Siamo nei primi anni 80, periodo in cui molte persone provenienti dalla mainland cercano in tutti i modi di entrare, legalmente e non, a Hong Kong. Esuli della rivoluzione culturale in cerca di una possibile rinascita, nell’unico posto in grado di offrire loro la possibilità di cambiare vita.
Chan Lok Kwan è un ramingo come molti altri, un guerriero senza patria e padrone che si guadagna da vivere combattendo in incontri organizzati dalla triade locale, comandata da Mr. Big (Sammo Hung), uno dei pochi superstiti delle prime guerre tra clan nella zona. Le circostanze porteranno Chan Lok Kwan a rifugiarsi nel complesso di Walled City – realmente esistita, la città murata di Kowloon nel 1990 contava quasi 50 mila abitanti - un agglomerato multiculturale di case, negozi e bordelli, controllato dal boss della triade Torando (Louis Koo), veterano di sanguinose battaglie di strada e maestro di arti marziali.
Il destino di Chan Lok Kwan - «it’s the goddamn fate» si dirà ad un certo punto - incrocerà quello degli abitanti di Walled City, riportando alla luce ferite passate e vendette non ancora consumate.

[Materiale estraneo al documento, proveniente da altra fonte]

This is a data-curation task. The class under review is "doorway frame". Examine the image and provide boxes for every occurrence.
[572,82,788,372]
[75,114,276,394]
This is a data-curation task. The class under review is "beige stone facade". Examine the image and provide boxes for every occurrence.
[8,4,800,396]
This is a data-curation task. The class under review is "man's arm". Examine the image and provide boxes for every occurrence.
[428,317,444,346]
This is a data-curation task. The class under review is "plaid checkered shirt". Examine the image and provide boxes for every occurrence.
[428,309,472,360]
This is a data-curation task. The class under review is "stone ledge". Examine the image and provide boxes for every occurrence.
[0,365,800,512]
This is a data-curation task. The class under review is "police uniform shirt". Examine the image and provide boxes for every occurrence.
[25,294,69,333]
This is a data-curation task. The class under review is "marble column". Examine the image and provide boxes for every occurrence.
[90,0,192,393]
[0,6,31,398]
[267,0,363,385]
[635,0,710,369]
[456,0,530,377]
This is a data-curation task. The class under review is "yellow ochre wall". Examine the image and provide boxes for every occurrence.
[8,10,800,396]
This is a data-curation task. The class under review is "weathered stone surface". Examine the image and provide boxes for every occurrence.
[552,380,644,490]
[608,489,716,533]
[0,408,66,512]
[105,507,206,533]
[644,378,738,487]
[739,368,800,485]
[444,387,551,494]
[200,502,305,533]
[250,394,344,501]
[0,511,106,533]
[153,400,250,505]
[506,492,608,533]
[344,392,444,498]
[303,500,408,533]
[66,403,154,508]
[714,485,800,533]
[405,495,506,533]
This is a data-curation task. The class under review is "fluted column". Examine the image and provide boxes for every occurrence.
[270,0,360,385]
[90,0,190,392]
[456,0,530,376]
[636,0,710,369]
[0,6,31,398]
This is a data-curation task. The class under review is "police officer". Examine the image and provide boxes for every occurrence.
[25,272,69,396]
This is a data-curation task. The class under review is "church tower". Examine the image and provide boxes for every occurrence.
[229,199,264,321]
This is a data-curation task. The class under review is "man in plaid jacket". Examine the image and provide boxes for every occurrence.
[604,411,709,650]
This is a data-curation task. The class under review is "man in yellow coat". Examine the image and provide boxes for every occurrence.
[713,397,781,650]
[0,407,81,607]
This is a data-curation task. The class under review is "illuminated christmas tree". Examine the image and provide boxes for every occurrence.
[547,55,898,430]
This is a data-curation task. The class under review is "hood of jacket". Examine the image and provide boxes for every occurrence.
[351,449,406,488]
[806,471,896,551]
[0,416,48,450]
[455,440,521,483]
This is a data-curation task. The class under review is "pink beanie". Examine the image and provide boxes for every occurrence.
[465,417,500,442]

Twilight of the Warriors rappresenta la volontà di Pou-Soi Cheang di riappropriarsi di ciò che andò perso nel 97, nel tentativo di ristabilire una connessione con quel glorioso passato che rese grande la città. Tutto questo lo fa passando da uno dei luoghi più caratteristici: Walled City-Kowloon. Un santuario che porta sui suoi muri, come fossero cicatrici sul corpo, i segni di un passaggio d'epoca, dal periodo in cui Hong Kong poteva ancora ritenersi polo culturale del continente asiatico, simbolo virtuoso e modello economico. Una riconquista che passa direttamente dalla Storia, abbandonando per strada i rituali e i feticci, per tornare ad affidare il proprio destino alla danza mortale delle arti marziali. Una città che torna a respirare, un vento che si insinua tra gli ultimi spiragli urbani rimasti, per risollevare ciò che è rimasto sotto le ceneri di una città ormai morta.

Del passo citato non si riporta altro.